Cofondateur et premier supérieur de la Fraternité Saint-Pierre, l’abbé Josef Bisig a plusieurs fois rencontré le cardinal Ratzinger et le pape Benoît et a pu faire l’expérience de son fort attachement au monde traditionnel.
De nombreux commentaires et hommages des dernières semaines ont décrit le pape Benoît XVI comme un traditionaliste. Il ne l’était certainement pas, si l’on désigne par traditionalisme le fait de s’en tenir unilatéralement au passé de l’Église, antérieur au Concile Vatican II. Comme nous pouvons le constater dans de nombreuses publications, le pape Benoît avait cependant une compréhension très profonde de la tradition de l’Église. C’est pourquoi il était prédestiné à jouer le rôle d’homme de paix entre les traditionalistes de la Fraternité Saint-Pie-X et l’Église. Cela apparaît clairement dans le Motu proprio Ecclesia Dei du saint pape Jean-Paul II, sciemment inspiré par celui qui était alors préfet de la Congrégation pour la Doctrine de la Foi, le cardinal Joseph Ratzinger.
Celui-ci voit en effet la cause de la rupture de Monseigneur Lefebvre et de sa Fraternité dans une compréhension incomplète et contradictoire de la Tradition de l’Église. Incomplète car elle ignore l’approfondissement et le développement homogène de la Tradition. Contradictoire car elle néglige le rôle du Magistère vivant comme instrument nécessaire de la transmission du contenu de la Tradition[1]voir Motu proprio Ecclesia Dei, n°4.
Le même Motu proprio exhorte également les franges progressives de l’Église à la fidélité à la Tradition de l’Église : « Le résultat auquel a abouti le mouvement promu par Monseigneur. Lefebvre peut et doit être une occasion pour tous les fidèles catholiques de réfléchir sincèrement sur leur propre fidélité à la Tradition de l’Église, authentiquement interprétée par le Magistère ecclésiastique, ordinaire et extraordinaire, spécialement dans les Conciles œcuméniques, depuis Nicée jusqu’à Vatican II. »[2]Motu proprio Ecclesia Dei, n°5
Dans le même esprit, le cardinal Ratzinger appelait les fidèles, dans un discours prononcé en Juillet 1988 à Santiago du Chili, à ne pas faire du concile de Vatican II un « superdogme » qui abrogerait tous les dogmes antérieurs. Son expression célèbre : l’herméneutique de la continuité, selon laquelle doit être compris Vatican II, est une grande aide pour de nombreux traditionalistes, ainsi qu’une clé pour leur fidélité au Magistère vivant de l’Église.
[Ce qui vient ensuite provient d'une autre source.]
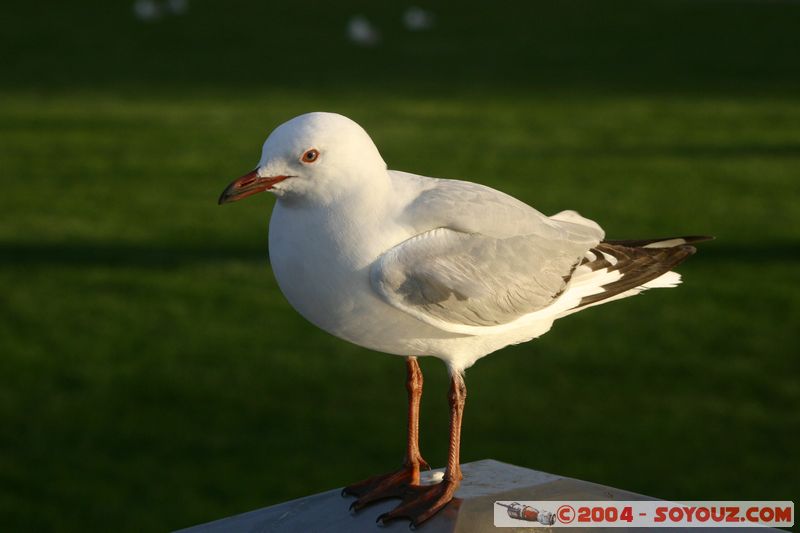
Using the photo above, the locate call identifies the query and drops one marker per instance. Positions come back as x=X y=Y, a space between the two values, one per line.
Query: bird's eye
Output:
x=309 y=156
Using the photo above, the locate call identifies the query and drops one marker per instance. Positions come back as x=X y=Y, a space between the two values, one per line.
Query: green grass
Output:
x=153 y=377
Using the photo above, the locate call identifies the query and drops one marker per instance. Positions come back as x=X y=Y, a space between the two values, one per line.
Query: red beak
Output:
x=248 y=185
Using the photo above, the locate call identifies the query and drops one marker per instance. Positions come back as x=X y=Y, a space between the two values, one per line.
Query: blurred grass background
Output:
x=153 y=377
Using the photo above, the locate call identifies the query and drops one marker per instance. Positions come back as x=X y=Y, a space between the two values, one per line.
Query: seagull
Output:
x=417 y=266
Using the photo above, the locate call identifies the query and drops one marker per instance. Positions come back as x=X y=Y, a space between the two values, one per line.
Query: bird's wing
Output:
x=488 y=261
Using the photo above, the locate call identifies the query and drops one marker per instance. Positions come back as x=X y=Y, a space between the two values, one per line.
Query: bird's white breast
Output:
x=321 y=260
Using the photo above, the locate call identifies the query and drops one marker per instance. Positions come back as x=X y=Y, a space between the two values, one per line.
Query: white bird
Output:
x=413 y=266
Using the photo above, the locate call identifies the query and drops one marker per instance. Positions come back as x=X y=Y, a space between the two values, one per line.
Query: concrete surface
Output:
x=484 y=483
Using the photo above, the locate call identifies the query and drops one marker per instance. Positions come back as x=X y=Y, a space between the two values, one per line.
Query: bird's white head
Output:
x=315 y=157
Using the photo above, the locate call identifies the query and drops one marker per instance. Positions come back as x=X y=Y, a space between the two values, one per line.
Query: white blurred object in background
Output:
x=362 y=32
x=417 y=19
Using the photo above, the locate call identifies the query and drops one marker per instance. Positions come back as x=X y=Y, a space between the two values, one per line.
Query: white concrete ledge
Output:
x=484 y=483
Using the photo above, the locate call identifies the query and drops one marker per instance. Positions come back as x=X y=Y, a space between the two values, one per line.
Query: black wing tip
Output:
x=683 y=240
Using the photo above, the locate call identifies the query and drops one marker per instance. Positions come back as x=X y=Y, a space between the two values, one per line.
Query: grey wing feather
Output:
x=480 y=257
x=471 y=279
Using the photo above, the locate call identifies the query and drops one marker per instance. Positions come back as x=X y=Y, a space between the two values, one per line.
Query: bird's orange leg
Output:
x=395 y=484
x=422 y=502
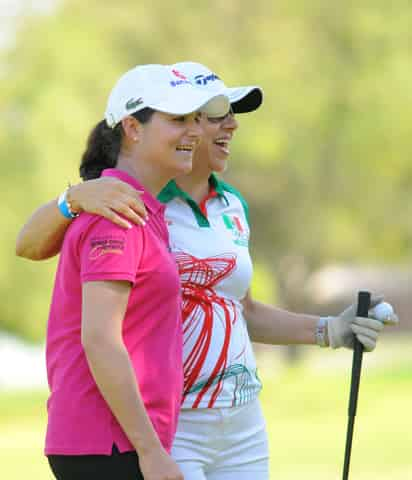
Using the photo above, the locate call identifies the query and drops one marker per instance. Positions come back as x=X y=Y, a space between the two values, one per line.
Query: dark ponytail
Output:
x=103 y=146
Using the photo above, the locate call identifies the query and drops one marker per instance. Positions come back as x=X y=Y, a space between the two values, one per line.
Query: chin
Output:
x=219 y=167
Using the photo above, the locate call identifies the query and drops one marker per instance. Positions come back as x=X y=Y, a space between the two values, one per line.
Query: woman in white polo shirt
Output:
x=221 y=432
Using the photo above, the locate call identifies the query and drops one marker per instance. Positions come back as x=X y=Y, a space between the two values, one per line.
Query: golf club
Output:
x=364 y=299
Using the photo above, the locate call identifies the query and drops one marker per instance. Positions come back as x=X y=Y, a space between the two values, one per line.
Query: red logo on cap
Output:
x=178 y=74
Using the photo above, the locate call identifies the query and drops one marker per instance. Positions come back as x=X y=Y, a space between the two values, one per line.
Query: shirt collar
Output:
x=172 y=190
x=151 y=203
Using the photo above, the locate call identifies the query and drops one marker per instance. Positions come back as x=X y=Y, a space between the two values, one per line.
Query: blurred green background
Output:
x=325 y=165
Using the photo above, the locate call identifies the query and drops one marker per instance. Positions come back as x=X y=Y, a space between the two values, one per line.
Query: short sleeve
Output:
x=108 y=252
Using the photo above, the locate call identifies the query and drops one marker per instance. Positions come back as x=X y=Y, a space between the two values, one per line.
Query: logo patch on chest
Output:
x=240 y=234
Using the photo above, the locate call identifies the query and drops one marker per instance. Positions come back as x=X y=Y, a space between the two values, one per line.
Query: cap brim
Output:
x=245 y=99
x=189 y=100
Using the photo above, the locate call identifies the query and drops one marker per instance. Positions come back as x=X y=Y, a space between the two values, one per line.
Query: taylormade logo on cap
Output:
x=242 y=99
x=154 y=86
x=203 y=79
x=132 y=103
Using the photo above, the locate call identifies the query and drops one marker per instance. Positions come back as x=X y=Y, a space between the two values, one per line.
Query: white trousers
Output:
x=222 y=443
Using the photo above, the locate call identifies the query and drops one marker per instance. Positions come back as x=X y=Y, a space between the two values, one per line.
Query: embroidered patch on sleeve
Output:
x=100 y=246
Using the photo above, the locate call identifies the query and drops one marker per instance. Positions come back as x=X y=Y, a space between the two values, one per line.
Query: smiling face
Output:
x=167 y=142
x=214 y=148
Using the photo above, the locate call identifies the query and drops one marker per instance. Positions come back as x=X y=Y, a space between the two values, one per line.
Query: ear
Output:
x=132 y=129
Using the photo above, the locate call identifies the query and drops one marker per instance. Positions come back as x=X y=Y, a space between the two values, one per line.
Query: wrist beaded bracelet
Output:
x=321 y=332
x=64 y=205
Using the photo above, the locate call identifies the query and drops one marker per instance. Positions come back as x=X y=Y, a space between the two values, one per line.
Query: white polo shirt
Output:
x=210 y=245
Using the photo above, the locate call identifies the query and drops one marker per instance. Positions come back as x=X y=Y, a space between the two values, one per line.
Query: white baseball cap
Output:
x=163 y=88
x=242 y=99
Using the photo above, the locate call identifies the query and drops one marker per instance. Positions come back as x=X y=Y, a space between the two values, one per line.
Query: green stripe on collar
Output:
x=172 y=190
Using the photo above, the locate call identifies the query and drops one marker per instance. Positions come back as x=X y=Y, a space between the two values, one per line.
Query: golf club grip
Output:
x=364 y=301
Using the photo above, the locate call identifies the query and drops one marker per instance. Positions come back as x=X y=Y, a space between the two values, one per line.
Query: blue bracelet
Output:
x=64 y=206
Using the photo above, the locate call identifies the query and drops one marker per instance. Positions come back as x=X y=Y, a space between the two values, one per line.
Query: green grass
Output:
x=306 y=413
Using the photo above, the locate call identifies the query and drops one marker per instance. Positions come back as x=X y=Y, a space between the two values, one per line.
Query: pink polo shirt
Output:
x=79 y=420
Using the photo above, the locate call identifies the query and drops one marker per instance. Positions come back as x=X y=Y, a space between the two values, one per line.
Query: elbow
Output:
x=94 y=343
x=23 y=251
x=28 y=253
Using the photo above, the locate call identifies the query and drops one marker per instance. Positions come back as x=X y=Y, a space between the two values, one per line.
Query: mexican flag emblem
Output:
x=239 y=232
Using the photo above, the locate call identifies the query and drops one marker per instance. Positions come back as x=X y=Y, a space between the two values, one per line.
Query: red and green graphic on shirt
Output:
x=199 y=278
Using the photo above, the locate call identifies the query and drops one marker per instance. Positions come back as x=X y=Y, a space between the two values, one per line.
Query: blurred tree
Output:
x=324 y=164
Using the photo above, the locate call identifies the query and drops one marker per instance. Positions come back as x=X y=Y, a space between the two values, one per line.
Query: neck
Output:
x=151 y=179
x=195 y=183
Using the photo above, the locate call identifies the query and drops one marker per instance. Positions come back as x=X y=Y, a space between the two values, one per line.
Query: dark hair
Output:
x=103 y=146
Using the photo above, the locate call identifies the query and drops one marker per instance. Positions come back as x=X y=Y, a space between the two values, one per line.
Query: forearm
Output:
x=271 y=325
x=114 y=375
x=43 y=234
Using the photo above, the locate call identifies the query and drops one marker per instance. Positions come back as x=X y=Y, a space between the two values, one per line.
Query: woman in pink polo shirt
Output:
x=114 y=340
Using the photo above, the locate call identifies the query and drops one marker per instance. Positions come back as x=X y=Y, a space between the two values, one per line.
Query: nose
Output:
x=194 y=130
x=230 y=122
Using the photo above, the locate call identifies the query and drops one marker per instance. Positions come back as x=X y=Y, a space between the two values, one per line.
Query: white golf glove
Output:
x=343 y=328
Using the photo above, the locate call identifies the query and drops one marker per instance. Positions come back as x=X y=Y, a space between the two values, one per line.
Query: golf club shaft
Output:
x=364 y=299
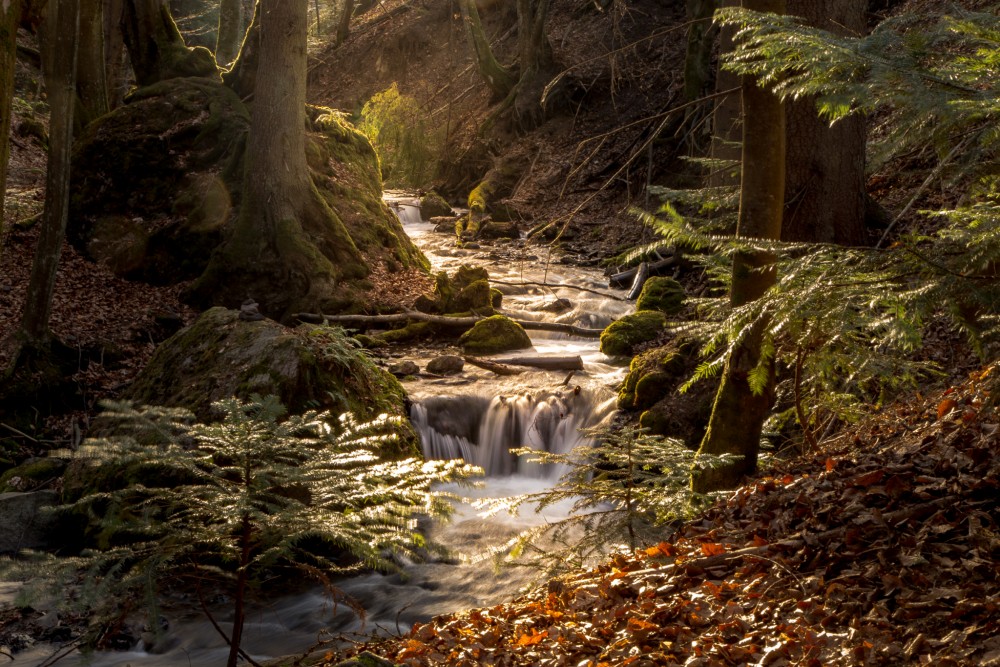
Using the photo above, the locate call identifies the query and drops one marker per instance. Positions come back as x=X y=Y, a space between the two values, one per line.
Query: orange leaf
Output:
x=946 y=406
x=712 y=549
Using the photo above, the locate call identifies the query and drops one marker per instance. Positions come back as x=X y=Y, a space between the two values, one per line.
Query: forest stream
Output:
x=477 y=416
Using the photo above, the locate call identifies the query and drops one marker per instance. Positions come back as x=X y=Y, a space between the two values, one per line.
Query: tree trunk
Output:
x=10 y=16
x=288 y=250
x=157 y=49
x=738 y=413
x=825 y=186
x=344 y=24
x=242 y=76
x=499 y=79
x=60 y=67
x=91 y=78
x=231 y=33
x=114 y=52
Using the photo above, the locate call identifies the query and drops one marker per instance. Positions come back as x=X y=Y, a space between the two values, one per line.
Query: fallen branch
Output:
x=467 y=322
x=492 y=366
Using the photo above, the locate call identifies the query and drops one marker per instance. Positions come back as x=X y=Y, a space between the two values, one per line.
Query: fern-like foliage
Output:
x=935 y=85
x=249 y=494
x=621 y=492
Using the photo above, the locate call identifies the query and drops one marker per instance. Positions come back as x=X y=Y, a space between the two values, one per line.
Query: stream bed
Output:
x=475 y=415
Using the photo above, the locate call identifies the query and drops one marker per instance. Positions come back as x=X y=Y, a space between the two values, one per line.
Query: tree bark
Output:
x=60 y=66
x=825 y=185
x=231 y=32
x=157 y=49
x=287 y=249
x=738 y=413
x=10 y=16
x=499 y=79
x=91 y=77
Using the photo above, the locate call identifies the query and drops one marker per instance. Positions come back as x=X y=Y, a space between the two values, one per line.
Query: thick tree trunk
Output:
x=825 y=186
x=231 y=32
x=738 y=413
x=91 y=78
x=60 y=68
x=10 y=15
x=499 y=79
x=287 y=250
x=157 y=49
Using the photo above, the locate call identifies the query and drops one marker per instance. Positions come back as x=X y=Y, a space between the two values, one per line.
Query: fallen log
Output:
x=573 y=363
x=467 y=322
x=492 y=366
x=627 y=278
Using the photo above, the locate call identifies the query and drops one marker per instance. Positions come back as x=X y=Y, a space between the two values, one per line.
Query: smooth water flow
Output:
x=477 y=417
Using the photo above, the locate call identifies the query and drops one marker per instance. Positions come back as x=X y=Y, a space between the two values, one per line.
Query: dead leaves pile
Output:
x=885 y=553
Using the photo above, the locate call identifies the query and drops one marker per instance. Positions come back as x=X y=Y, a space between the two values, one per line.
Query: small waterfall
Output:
x=482 y=430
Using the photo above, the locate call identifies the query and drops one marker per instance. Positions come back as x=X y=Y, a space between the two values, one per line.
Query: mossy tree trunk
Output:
x=10 y=15
x=231 y=32
x=59 y=64
x=155 y=45
x=499 y=79
x=825 y=186
x=738 y=413
x=287 y=250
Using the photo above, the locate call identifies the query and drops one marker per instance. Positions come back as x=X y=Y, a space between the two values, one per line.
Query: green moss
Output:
x=621 y=337
x=494 y=334
x=31 y=474
x=663 y=294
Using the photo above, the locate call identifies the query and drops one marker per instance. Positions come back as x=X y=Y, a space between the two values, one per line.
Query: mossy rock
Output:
x=219 y=356
x=433 y=205
x=656 y=373
x=663 y=294
x=623 y=335
x=494 y=334
x=32 y=474
x=167 y=166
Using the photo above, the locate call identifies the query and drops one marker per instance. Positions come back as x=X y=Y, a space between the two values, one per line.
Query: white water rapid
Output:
x=476 y=416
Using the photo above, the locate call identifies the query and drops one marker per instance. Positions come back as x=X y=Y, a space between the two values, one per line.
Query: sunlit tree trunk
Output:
x=738 y=413
x=499 y=79
x=287 y=249
x=231 y=31
x=10 y=15
x=60 y=64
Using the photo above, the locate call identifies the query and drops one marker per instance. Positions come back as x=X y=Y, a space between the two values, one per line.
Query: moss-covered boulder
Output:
x=220 y=355
x=494 y=334
x=663 y=294
x=433 y=205
x=623 y=335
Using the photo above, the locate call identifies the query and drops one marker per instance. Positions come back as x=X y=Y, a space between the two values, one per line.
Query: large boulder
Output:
x=220 y=355
x=494 y=334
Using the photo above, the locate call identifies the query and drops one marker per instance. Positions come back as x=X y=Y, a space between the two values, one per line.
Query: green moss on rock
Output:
x=494 y=334
x=663 y=294
x=623 y=335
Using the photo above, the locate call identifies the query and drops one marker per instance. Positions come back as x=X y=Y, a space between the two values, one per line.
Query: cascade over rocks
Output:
x=308 y=367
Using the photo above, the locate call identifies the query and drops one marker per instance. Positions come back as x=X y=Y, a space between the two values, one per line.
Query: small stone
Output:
x=404 y=368
x=448 y=364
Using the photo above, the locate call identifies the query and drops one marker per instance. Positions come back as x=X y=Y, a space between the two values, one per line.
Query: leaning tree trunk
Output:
x=10 y=15
x=91 y=78
x=499 y=79
x=825 y=185
x=231 y=32
x=155 y=45
x=288 y=250
x=738 y=413
x=60 y=64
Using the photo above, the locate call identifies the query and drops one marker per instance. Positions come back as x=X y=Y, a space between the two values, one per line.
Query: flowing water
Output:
x=476 y=416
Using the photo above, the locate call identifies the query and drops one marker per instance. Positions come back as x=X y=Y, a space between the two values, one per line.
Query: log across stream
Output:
x=478 y=415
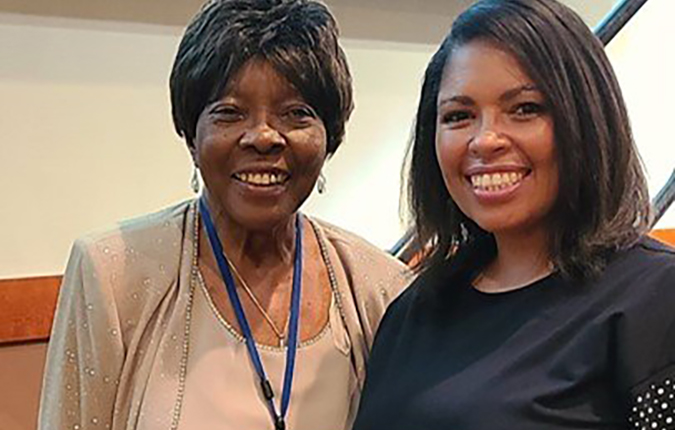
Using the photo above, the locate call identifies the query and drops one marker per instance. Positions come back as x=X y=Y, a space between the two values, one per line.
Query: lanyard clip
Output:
x=279 y=423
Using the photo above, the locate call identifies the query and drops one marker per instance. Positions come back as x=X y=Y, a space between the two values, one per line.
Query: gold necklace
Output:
x=281 y=336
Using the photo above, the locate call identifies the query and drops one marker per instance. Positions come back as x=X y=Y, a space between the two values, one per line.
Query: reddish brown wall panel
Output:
x=27 y=308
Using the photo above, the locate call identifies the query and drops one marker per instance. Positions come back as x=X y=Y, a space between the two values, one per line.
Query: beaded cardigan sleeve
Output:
x=646 y=345
x=82 y=368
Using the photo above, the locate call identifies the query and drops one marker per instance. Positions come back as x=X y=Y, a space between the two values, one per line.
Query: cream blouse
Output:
x=137 y=345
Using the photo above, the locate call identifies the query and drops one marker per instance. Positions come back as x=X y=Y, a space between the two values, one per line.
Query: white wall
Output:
x=644 y=61
x=87 y=137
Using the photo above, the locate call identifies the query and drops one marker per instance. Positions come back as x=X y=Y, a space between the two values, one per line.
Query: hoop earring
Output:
x=194 y=182
x=321 y=183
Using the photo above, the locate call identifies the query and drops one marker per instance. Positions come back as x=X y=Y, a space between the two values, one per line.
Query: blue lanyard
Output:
x=266 y=387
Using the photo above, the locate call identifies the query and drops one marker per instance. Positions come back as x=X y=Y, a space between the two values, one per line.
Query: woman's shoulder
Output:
x=358 y=252
x=644 y=269
x=143 y=233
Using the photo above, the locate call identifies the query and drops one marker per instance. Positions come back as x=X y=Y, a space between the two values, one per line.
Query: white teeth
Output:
x=495 y=181
x=261 y=178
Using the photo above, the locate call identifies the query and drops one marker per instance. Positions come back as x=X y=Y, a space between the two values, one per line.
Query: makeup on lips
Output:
x=496 y=182
x=262 y=180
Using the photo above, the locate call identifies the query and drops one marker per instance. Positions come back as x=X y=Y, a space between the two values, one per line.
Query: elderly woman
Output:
x=540 y=304
x=232 y=311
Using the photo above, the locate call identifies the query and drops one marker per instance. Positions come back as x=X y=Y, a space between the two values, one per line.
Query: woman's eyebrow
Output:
x=512 y=93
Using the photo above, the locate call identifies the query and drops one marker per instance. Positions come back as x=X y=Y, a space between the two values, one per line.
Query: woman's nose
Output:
x=263 y=137
x=489 y=140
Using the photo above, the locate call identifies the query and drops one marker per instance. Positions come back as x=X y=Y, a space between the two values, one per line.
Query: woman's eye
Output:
x=300 y=113
x=228 y=114
x=528 y=109
x=456 y=118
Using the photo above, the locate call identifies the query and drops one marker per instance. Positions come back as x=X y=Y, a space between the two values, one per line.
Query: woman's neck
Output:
x=254 y=249
x=522 y=258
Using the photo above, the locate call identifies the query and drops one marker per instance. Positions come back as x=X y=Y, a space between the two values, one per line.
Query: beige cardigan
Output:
x=124 y=307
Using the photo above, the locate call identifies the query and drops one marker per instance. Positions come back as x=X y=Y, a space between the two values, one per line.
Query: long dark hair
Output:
x=602 y=203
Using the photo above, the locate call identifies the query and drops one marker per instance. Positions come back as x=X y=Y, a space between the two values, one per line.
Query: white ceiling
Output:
x=421 y=21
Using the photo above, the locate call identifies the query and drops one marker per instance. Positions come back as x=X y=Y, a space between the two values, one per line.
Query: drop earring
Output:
x=321 y=183
x=194 y=182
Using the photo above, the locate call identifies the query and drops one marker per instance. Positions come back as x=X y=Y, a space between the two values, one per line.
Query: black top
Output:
x=552 y=355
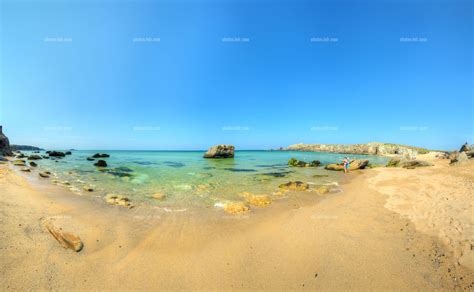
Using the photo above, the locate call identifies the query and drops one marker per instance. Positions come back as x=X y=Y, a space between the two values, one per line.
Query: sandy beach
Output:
x=389 y=229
Le cardinal Joseph Ratzinger, bientôt pape Benoît, n’a pas seulement posé les bases théoriques d’une possible réconciliation des traditionalistes avec l’Église : il a pris plusieurs mesures concrètes et effectives dans ce sens. Il faut mentionner en premier naturellement le Motu proprio Summorum Pontificum, permettant un enrichissement mutuel de l’ancien rite romain et de celui nouvellement réformé, selon l’esprit du principe éprouvé de l’Église : « ne rien innover hors de ce qui a été transmis ! » ( Nihil innovetur, nisi quod traditum est, attribué au pape Etienne Ier).
En tant que cofondateur et premier supérieur général de la Fraternité Saint-Pierre, je me permets de mentionner quelques événements qui montrent à quel point le cardinal Ratzinger puis le pape Benoît XVI eut à cœur cette intégration des traditionalistes dans la sainte Église de Dieu. Il se réjouissait en Juillet 1988, au sujet du « protocole d’accord » signé le 5 mai 1988 avec Monseigneur Lefebvre, en la fête de saint Pie V, qu’au moins quelques membres de la Fraternité Saint-Pie X aient saisi la main tendue de Rome. En une audience privée de dernière minute, le 5 juillet 1988, il nous rassurait par cette parole : « Monseigneur Lefebvre n’est pas le seul responsable de ce schisme », poursuivant : « nous savons que Dieu est tout puissant, et est capable de faire sortir le bien du mal. »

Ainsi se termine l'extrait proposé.